Die Zukunft der Kunstmessen

Kunstmessen galten schon als Auslaufmodell. Sie gehören klar zu den Verlierern in den fast zwei Corona-Jahren. Um weiterhin relevant zu bleiben, haben die Veranstalter neue Ideen für die digitale und die analoge Kunstwelt im Einklang.

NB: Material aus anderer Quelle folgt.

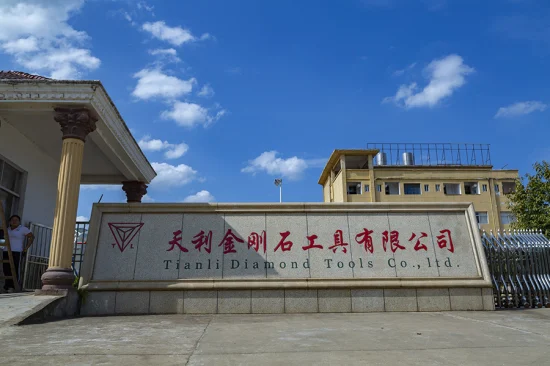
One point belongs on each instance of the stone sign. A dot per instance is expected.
(192, 246)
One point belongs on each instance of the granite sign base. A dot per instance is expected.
(283, 258)
(287, 301)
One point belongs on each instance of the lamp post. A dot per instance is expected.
(279, 183)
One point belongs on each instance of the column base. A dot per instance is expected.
(58, 279)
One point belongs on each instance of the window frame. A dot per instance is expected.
(415, 186)
(446, 191)
(357, 185)
(16, 197)
(478, 216)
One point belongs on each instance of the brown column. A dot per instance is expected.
(135, 190)
(76, 124)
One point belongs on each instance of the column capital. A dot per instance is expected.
(75, 123)
(135, 190)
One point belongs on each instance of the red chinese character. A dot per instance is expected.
(365, 239)
(176, 241)
(255, 240)
(394, 240)
(419, 246)
(339, 242)
(228, 242)
(203, 240)
(445, 240)
(284, 245)
(312, 244)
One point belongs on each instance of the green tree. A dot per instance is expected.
(530, 203)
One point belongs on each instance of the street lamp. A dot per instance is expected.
(279, 183)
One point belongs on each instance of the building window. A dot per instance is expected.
(10, 187)
(411, 188)
(451, 188)
(508, 187)
(507, 217)
(354, 188)
(471, 188)
(482, 218)
(392, 188)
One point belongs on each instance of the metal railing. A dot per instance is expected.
(37, 257)
(80, 239)
(519, 263)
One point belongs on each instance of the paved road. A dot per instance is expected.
(453, 338)
(18, 306)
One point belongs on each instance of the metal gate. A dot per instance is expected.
(36, 260)
(38, 255)
(519, 263)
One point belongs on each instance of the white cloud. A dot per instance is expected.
(172, 175)
(206, 91)
(191, 114)
(202, 196)
(520, 109)
(403, 71)
(154, 83)
(171, 151)
(37, 35)
(142, 5)
(173, 35)
(268, 161)
(445, 76)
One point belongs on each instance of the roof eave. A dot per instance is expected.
(98, 97)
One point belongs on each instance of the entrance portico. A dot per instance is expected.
(94, 147)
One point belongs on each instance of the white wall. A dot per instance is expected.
(42, 171)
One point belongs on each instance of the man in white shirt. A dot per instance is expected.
(17, 235)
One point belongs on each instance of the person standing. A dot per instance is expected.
(17, 234)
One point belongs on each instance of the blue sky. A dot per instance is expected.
(225, 96)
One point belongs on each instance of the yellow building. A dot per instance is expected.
(369, 176)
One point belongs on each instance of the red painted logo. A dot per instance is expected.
(124, 233)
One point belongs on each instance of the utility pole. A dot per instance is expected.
(279, 183)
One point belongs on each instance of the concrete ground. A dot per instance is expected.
(520, 337)
(16, 307)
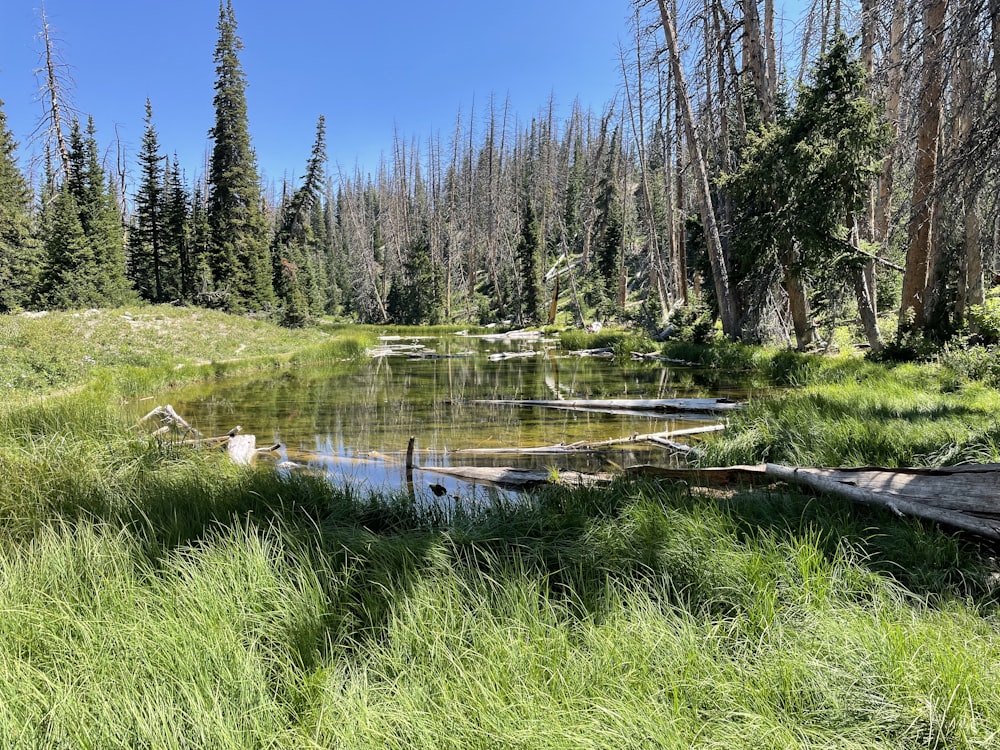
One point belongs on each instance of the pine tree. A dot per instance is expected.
(239, 257)
(529, 257)
(299, 243)
(177, 232)
(82, 237)
(19, 253)
(146, 261)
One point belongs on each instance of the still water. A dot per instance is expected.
(352, 420)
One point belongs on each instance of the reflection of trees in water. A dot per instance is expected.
(352, 408)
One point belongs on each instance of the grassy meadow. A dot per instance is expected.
(151, 596)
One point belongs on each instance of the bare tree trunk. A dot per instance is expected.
(55, 94)
(727, 307)
(798, 301)
(912, 312)
(862, 290)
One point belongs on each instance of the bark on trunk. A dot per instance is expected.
(720, 271)
(912, 309)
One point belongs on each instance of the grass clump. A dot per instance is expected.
(642, 616)
(847, 411)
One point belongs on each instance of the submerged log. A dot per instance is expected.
(963, 497)
(584, 446)
(664, 405)
(498, 356)
(508, 477)
(652, 356)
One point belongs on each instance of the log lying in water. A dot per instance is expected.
(242, 449)
(584, 446)
(652, 356)
(507, 477)
(498, 356)
(964, 497)
(664, 405)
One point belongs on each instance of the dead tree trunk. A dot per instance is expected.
(912, 309)
(725, 294)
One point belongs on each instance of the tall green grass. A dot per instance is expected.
(647, 616)
(156, 596)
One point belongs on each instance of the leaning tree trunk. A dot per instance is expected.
(727, 306)
(912, 309)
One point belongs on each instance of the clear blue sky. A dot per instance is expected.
(369, 67)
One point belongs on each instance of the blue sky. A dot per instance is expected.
(371, 68)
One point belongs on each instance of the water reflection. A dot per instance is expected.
(352, 420)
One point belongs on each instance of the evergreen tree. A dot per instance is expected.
(416, 296)
(84, 247)
(177, 230)
(239, 257)
(529, 258)
(19, 254)
(299, 243)
(146, 252)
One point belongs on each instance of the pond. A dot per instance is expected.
(352, 420)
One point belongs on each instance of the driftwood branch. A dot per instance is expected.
(584, 446)
(664, 405)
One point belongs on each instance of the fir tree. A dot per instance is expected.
(84, 247)
(299, 247)
(177, 231)
(19, 255)
(529, 257)
(146, 261)
(239, 257)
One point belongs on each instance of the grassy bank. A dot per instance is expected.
(151, 596)
(847, 411)
(132, 349)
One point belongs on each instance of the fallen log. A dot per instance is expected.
(498, 356)
(241, 449)
(647, 356)
(896, 503)
(664, 405)
(518, 479)
(583, 446)
(963, 497)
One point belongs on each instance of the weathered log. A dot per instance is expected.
(896, 503)
(513, 478)
(665, 405)
(722, 476)
(583, 446)
(242, 448)
(498, 356)
(660, 358)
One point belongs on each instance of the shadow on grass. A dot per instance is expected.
(712, 554)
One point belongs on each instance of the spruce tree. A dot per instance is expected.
(299, 248)
(84, 246)
(177, 231)
(19, 254)
(529, 257)
(146, 261)
(239, 257)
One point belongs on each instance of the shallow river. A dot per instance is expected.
(352, 420)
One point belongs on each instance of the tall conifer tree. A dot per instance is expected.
(146, 261)
(239, 257)
(19, 257)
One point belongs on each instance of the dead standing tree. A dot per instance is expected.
(725, 294)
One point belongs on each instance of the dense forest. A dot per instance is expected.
(780, 189)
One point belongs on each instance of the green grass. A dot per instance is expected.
(846, 411)
(135, 350)
(153, 596)
(641, 616)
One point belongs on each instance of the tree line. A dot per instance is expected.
(781, 185)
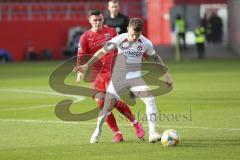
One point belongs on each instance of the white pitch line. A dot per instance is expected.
(77, 98)
(123, 124)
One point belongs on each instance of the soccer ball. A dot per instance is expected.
(170, 138)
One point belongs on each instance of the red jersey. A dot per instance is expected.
(90, 42)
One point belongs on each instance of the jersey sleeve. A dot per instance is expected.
(82, 49)
(112, 44)
(149, 48)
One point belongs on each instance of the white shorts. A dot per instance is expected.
(135, 85)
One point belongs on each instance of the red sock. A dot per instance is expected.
(111, 121)
(125, 110)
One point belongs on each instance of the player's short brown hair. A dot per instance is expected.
(113, 1)
(94, 12)
(136, 24)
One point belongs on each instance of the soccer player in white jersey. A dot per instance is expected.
(127, 74)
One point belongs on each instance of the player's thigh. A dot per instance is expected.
(139, 87)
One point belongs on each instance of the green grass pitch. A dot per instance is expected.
(205, 99)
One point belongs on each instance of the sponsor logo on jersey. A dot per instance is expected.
(107, 36)
(139, 48)
(132, 53)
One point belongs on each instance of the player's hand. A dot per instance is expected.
(79, 76)
(168, 79)
(82, 67)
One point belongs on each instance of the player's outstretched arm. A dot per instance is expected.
(94, 58)
(167, 75)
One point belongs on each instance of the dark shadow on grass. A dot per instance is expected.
(210, 143)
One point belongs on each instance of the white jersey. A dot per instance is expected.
(127, 68)
(130, 54)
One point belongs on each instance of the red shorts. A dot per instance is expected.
(101, 83)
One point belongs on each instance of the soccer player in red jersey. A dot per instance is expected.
(90, 42)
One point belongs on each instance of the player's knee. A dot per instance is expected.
(100, 102)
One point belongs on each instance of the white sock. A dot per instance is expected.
(151, 112)
(100, 121)
(134, 122)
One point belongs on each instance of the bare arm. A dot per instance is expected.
(167, 76)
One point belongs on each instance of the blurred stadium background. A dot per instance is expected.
(46, 25)
(205, 91)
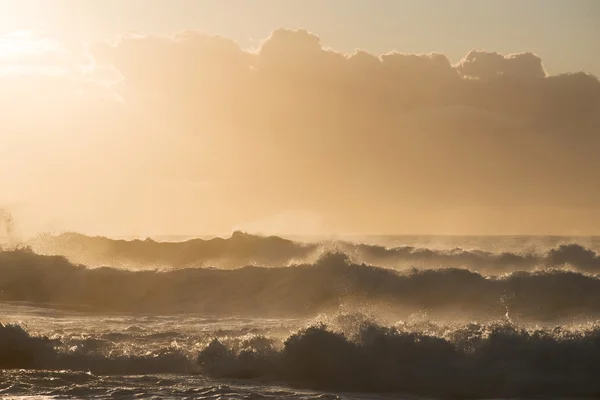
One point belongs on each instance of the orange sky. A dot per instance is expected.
(187, 133)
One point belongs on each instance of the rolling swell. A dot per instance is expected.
(302, 290)
(243, 249)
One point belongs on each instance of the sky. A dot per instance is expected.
(564, 33)
(300, 117)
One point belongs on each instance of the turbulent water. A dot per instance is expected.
(252, 317)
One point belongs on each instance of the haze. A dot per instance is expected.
(391, 117)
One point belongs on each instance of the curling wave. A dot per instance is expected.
(243, 249)
(332, 282)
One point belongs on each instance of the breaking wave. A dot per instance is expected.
(334, 281)
(353, 353)
(243, 249)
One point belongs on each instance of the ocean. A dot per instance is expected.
(253, 317)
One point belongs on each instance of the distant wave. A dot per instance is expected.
(332, 282)
(244, 249)
(352, 353)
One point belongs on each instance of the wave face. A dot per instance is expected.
(346, 353)
(470, 361)
(244, 249)
(334, 281)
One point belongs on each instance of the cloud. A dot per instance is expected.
(353, 137)
(489, 65)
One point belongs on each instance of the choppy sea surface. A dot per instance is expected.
(251, 317)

Internationalität als wichtiger Faktor - Arbeiten der koreanischen Künstlerin Ha Haengeun, des Italieners Gerald Moroder und des Österreichers Franz Politzer am Stand von Forum Kunst Contemporary Bild: @die Fotografen

Die Tatsache ist immanent - die Coronapandemie und die damit einhergehenden Restriktionen der Regierungen hat dem Kunstmarkt mehr als den meisten anderen Branchen sehr geschadet. Es wird Jahre brauchen, diese Einbrüche wieder wett zu machen. Die Welt befindet sich seit Beginn der Pandemie in einem drastischen Wandel, und auch die von dieser Welle hart getroffene Kunstwelt wird sich sehr verändern. Manche Galerien haben zwischen den Lockdowns gar nicht erst aufgemacht, da in dieser gedrückten Weltuntergangsstimmung, die gerade in den ersten Monaten der Pandemie geherrscht hatte, der Bereich Kunst im täglichen Leben eher in den Hintergrund gerückt war. Es hat zwar hektische Initiativen der Digitalisierung von Kunstpräsentationen und Messen gegeben. Aber neben zugegeben unschlagbaren Vorteilen hat sich ernüchternd herausgestellt, dass das analoge Messegeschehen gerade im Bereich Kunst nicht befriedigend substituiert werden kann. Darin sind sich Sammler:innen und Galerist:innen einig. Nicht nur wegen der fehlenden Aura realer Objekte im Raum, sondern auch wegen der digital nicht ersetzbaren Verdichtung der Kommunikation und dem wiedererwachenden Fun- und Distinktionsbedürfnis des internationalen Kunst-Jetsets.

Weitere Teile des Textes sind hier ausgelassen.